Lumian kapıya doğru yürüdü ve “Kim o?” diye sordu.
“Aurore'a bir telgraf!” diye yanıtladı dışarıdaki kişi yüksek sesle.
…
“Bir telgraf mı?” Aurore kafası karışmıştı. “Kim bana telgraf gönderir ki? Son zamanlarda acil bir şey olmadı…”
Lumian da şaşkındı.
30 Mart'ta saatin geriye alınmasına kadar herhangi bir telgraf almamışlardı.
Bekle, diye düşündü Lumian. 30 Mart'ta erken saatlerde Reimund'u beklemek için köy meydanına gittim. Belki de Grande Soeur bir telgraf aldı ama bana söylemedi. Lumian hemen kapıyı açtı.
Dışarıda Bertrand duruyordu, telgraflardan sorumlu yöneticinin astı. Lumian'a bir kağıt parçası uzattı ve “1 verl d'or” dedi.
Kahverengi saçlı, kahverengi gözlü Bertrand Cordu'dan değildi ve Dariege'den yöneticiyle buraya gelmişti.
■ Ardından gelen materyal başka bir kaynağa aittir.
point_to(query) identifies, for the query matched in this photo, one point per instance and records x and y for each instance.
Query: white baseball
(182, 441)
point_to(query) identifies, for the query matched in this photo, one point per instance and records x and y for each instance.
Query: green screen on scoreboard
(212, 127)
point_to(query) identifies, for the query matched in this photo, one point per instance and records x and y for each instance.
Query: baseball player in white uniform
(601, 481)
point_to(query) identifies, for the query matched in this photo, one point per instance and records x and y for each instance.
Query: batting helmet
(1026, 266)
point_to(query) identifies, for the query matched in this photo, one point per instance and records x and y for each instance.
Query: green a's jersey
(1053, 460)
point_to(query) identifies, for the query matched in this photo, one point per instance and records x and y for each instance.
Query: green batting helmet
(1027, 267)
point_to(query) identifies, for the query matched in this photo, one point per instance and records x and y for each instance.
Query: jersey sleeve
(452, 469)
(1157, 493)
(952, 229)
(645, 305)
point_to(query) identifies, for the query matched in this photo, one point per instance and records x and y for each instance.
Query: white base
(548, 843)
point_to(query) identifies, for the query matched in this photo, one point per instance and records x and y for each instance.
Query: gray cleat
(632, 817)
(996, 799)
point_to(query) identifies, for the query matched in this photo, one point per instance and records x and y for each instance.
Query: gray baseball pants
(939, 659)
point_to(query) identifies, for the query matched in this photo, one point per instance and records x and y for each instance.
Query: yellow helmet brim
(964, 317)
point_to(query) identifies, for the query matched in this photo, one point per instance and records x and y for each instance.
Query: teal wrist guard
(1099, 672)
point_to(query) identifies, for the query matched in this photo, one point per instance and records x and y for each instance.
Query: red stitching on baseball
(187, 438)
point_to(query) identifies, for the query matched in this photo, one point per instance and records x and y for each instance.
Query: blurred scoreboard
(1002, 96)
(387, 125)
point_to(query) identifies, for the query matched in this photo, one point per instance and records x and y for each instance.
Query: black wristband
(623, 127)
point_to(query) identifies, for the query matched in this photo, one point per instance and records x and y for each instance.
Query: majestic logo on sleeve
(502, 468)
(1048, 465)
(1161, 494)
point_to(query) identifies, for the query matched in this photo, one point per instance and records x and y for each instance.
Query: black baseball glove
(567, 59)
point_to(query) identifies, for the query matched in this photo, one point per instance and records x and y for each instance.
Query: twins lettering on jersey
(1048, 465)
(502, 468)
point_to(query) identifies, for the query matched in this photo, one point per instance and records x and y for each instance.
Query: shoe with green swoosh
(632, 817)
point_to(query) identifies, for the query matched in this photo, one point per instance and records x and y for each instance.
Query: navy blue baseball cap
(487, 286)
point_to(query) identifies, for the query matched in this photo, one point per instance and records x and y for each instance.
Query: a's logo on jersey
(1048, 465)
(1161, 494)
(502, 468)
Dışarıdan sıcakkanlı görünüyordu ama aslında oldukça açgözlüydü.
Lumian, Bertrand'a bir verl d'or değerindeki gümüş parayı fırlattı ve telgrafa baktı.
İçerikler basitti. Lumian hızlıca göz gezdirdi.
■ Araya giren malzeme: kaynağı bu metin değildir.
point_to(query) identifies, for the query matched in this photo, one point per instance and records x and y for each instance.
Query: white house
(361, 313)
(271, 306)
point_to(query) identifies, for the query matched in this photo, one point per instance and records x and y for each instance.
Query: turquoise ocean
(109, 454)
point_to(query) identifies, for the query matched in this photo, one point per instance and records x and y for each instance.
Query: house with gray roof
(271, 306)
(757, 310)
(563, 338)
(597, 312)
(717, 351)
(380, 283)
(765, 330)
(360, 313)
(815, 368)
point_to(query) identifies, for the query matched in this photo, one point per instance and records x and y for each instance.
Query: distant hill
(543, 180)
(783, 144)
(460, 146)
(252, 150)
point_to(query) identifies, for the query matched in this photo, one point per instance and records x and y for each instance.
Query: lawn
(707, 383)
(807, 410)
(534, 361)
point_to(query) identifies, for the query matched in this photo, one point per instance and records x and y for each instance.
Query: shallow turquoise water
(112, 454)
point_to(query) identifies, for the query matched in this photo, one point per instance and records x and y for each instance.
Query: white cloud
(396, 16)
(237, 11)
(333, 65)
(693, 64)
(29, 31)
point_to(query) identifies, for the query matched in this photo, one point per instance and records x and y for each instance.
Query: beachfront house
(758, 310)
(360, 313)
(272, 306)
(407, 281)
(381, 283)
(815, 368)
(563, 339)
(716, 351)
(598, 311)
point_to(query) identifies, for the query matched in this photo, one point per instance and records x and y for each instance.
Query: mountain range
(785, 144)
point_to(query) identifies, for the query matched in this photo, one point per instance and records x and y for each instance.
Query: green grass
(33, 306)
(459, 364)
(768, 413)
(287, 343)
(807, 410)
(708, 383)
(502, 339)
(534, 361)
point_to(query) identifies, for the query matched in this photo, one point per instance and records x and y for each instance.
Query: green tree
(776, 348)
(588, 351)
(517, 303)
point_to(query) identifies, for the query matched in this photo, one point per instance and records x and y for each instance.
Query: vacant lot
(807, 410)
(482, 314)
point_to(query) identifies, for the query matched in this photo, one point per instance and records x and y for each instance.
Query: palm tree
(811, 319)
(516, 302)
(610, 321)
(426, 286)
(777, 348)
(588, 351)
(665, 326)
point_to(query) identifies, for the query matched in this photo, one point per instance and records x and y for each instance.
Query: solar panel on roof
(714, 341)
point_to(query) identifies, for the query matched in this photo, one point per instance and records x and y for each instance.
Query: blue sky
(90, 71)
“Daha önce bahsedilen yazar salonu Haziran ayında. Eğer isterseniz, Bayan Aurore, Trier'e doğru yola çıkabilirsiniz. Bir tur için yeterli zaman bırakın. Bunun çok güzel bir yolculuk olacağını garanti ediyoruz.”
Novel Weekly dergisinin editöryal ekibi tarafından imzalandı.
Ne… Lumian'ın gözleri büyüdü.
Bu Novel Weekly'den gelen bir cevap mıydı?
“Yazar salonuna katılmak istediğimi ne zaman söyledim?” Aurore eğilip telgrafı okudu. “Novel Weekly'nin editöryal bölümünde ne sorun var? Aynı anda bu kadar çok insanla tanışmak can sıkıcı!”
Bertrand artık kapıdan epeyce uzaklaşmıştı. Lumian şaşkına dönmüştü ve aniden cesur bir tahminde bulundu. Elindeki telgraf gerçekten de Novel Weekly'den gelen bir cevaptı, ama birkaç gün içinde göndereceği telgrafa bir cevaptı!
Daha doğrusu, geriye gitmeden önce gönderdiği telgrafa, geriye gitmeden sonra cevap gelmişti ve şu anki deneyimine göre, o telgraf henüz gönderilmemişti!